Von zehn bis fünfzehn Kriterien werden zwei bis drei als kritisch markiert. Maßstab ist nicht die fachliche Feinheit, sondern die Folge: Was würde real dazu führen, dass ein Nachweis nicht anerkannt wird?

  • Der maßgebende Lastfall ist richtig bestimmt. Wird der falsche zugrunde gelegt, ist jede Folgerechnung wertlos, egal wie sauber sie ist.
  • Der Endwert der Tragfähigkeit stimmt, mit Zahl und Einheit im Kriterium — nicht „ermittelt zutreffend“.
  • Die Sicherheitsbeiwerte entsprechen dem nationalen Anhang, nicht der Grundfassung der Norm.

Nicht kritisch sind dagegen Dinge wie die Gliederung des Berichts oder die Frage, ob ein an sich richtiger Zwischenschritt über den einen oder den anderen vertretbaren Weg hergeleitet wurde. Wer dort streng wird, misst Geschmack.

Die vier Fehler, die man in dieser Domäne sieht

  • Richtige Formel, falscher nationaler Anhang. Das Ergebnis ist um wenige Prozent daneben und sieht dadurch besonders glaubwürdig aus.
  • Korrekte Rechnung am nicht maßgebenden Lastfall. Der Nachweis ist in sich schlüssig und beantwortet die falsche Frage.
  • Veralteter Ausgabestand. Die Norm wurde zurückgezogen oder geändert, die Herleitung stammt aus der alten Fassung.
  • Zahl ohne Herkunft. Der Wert stimmt sogar, aber es steht nirgends, woraus er folgt — und damit ist er für die Prüfung unbrauchbar.

Warum der letzte Punkt der teuerste ist

Am Ende der Kette steht jemand, der unterschreibt. Kann diese Person einen Wert nicht nachvollziehen, rechnet sie ihn nach. Und wenn sie ihn nachrechnet, hat der Assistent nichts gespart — er hat nur eine Zwischenstufe eingezogen, die zusätzlich geprüft werden muss.

Ein Agent wird in diesem Feld also nicht daran gemessen, wie oft er richtig liegt, sondern daran, wie oft sein Ergebnis ohne Nacharbeit weiterverwendet werden kann. Das sind zwei sehr verschiedene Quoten.
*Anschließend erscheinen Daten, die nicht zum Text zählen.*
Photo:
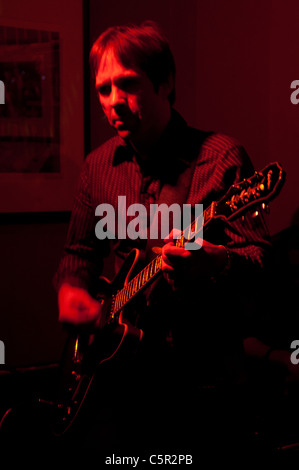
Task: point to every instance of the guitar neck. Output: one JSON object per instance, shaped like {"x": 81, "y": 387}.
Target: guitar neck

Was eine Messung dafür liefern muss

Drei Dinge, damit sie im Haus des Anbieters etwas wert ist:

  • Getrennte Werte für „wie viel war richtig“ und „ist es verwendbar“. Nur die zweite Zahl beantwortet die Auslieferungsfrage.
  • Eine Auswertung nach Fehlerart, nicht nur nach Gesamtwert. Ob die Ausfälle bei der Normauswahl, beim Lastfall oder in der Herleitung liegen, führt zu völlig verschiedenen Maßnahmen.
  • Denselben Katalog beim nächsten Versionsstand. Sonst weiß nach dem Modellwechsel niemand, ob es besser geworden ist oder nur anders.

Der Aufwand dafür ist überschaubar, wenn man mit einer einzelnen Aufgabe beginnt. Der Ertrag ist eine Aussage, die man einem Kunden und einer Aufsicht gegenüber vertreten kann — statt einer Prozentzahl, die im ersten kritischen Gespräch zerfällt.